Нагоняю друга и вдвоём ступаем на ступеньки.
Говорят, у хорошего хозяина ни одна досточка не скрипнет под ногой. Враки! Досточки должны петь, пусть и не соловьями. И песни должны быть разные, смотря какой человек по крылечку поднимается. Под нашими стопами доски исполняли радостную оду в унисон с окружающим благолепием, явственно ощущавшимся в осеннем воздухе.
Ветерок качнул фонарь над дверью. Встрепенулись тени. Побежали в разные стороны. Беззвучно открылась дверь, широкое полотно из подогнанных плотно досок, на металлических петлях. В проёме возник силуэт высокого мужчины, косая сажень в плечах, стоявшего пригибаясь в дверях. В голове сразу же мелькнула мысль, какой селекционер поставил на поток воспроизводство таких богатырей в деревне, невольно сравнил охранника и его. Мужчина огладил левой рукой роскошную бороду, присмотрелся к нам, прищурив глаза, и как крикнет:
- Господин граф! Костас Андреевич! Какими судьбами? А я уж грешным делом подумал, забыли вы о нас…
Костя собрался и подтянулся. Лицо расплылось в улыбке.
- Полноте, Иннокентий Данилович! В бане все равны: и графья, и простолюдины… - шагнул следом за посторонившимся Иннокентием Даниловичем в хорошо освещённое помещение. Подтолкнул меня: - Кстати, Кеша, познакомься, мой друг с севера, - Костя поднял указательный палец вверх, - из самой Якутии. Зовут – Аркадий! А это, Аркаша, самый лучший банщик в России – Иннокентий.
Банщик осклабился.
- Можно просто – Кеша. – И внимательно рассмотрел меня всего. –Признаюсь, сам три года золотишко мыл в старательской артели в Якутии. Может, доводилось слышать – посёлок Казачий?
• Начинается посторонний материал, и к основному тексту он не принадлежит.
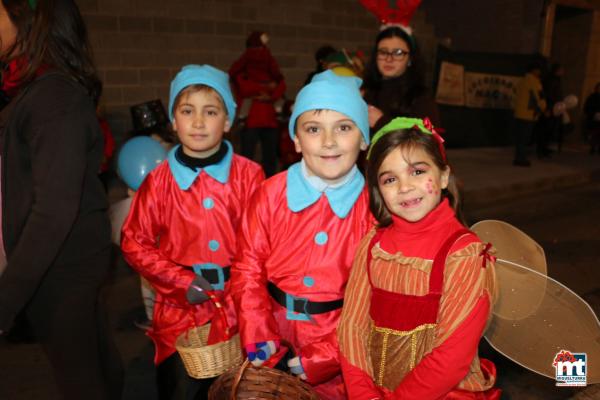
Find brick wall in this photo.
[77,0,390,141]
[422,0,544,54]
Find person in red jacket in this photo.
[229,31,285,176]
[121,65,264,400]
[231,71,371,400]
[338,118,500,400]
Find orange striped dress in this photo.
[338,203,495,399]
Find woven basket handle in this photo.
[229,339,300,400]
[230,357,250,400]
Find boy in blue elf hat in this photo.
[121,65,264,399]
[231,71,371,399]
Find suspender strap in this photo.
[429,228,472,294]
[367,229,383,287]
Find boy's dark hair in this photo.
[1,0,102,103]
[363,26,426,101]
[367,128,464,227]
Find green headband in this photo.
[367,117,447,162]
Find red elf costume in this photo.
[121,65,264,364]
[231,71,372,400]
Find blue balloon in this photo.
[117,136,167,190]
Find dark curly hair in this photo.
[362,26,427,106]
[0,0,102,103]
[366,127,464,227]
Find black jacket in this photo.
[0,72,110,330]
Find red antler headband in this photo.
[367,117,448,164]
[360,0,421,34]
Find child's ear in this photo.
[294,135,302,153]
[440,165,450,189]
[360,139,369,151]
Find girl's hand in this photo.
[288,356,306,381]
[369,105,383,128]
[245,340,279,367]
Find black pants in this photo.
[513,118,535,161]
[241,128,278,177]
[25,247,123,400]
[156,353,216,400]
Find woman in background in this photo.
[0,0,122,400]
[362,26,441,136]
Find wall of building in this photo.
[421,0,544,54]
[77,0,378,136]
[76,0,437,141]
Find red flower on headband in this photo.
[360,0,421,26]
[423,117,448,163]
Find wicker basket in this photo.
[175,292,242,379]
[208,359,319,400]
[175,324,242,379]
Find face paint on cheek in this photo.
[425,179,433,194]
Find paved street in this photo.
[467,182,600,400]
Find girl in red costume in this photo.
[121,65,264,400]
[231,71,371,400]
[338,118,500,400]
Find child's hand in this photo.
[246,340,279,367]
[186,275,214,304]
[288,356,306,381]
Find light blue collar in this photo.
[286,160,365,218]
[167,140,233,190]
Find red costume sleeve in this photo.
[121,174,195,305]
[231,186,280,346]
[299,330,340,384]
[340,355,383,400]
[385,295,490,400]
- Слышал, бывать не довелось.
- Ленские столбы стоят?
- Стоят! Что с ними сделается!
- Ездили пару раз… но это так давно было… - мечтательно произнёс, с тоской в голосе Кеша и сразу же очнулся, вынырнул из омута приятных воспоминаний. – Что же это мы стоим на пороге? Проходите, проходите, гости дорогие! Костас Андреевич, вас давненько ждут.
- Ждут? – как эхо повторил Костя, - долго, поди?
- Нет, - банщик махнул рукой, - пять минут тому последний пришёл, немчура…
- Не любишь ты немцев, Кеша.
- А за что мне их любить прикажете? – развернулся направо и указал рукой в дальний угол. – Проходите, пожалуйста!
Мы пошли, но ни в углу, ни рядом ничего общего с дверью или нишей не заметил. Лишь когда приблизились, увидел неширокий проём между стенами, издалека казавшийся одним целым с рубленой стеной. Завернули, прошли вперёд; Костя толкнул от себя невысокую арочную дверь и мы вошли в просторное помещение. По ступеням спустились вниз на пол, устланный еловыми ветками. Посреди комнаты стоял круглый стол. Вокруг него деревянные оструганные лавки, лавки располагались и возле стен. Светильники, стилизованные под свечи испускали яркий равномерный, не бьющий в глаза свет. На лавках сидело около дюжины мужчин в косоворотках. Перед ними стоял пузатый глиняный сосуд с крышкой и братина.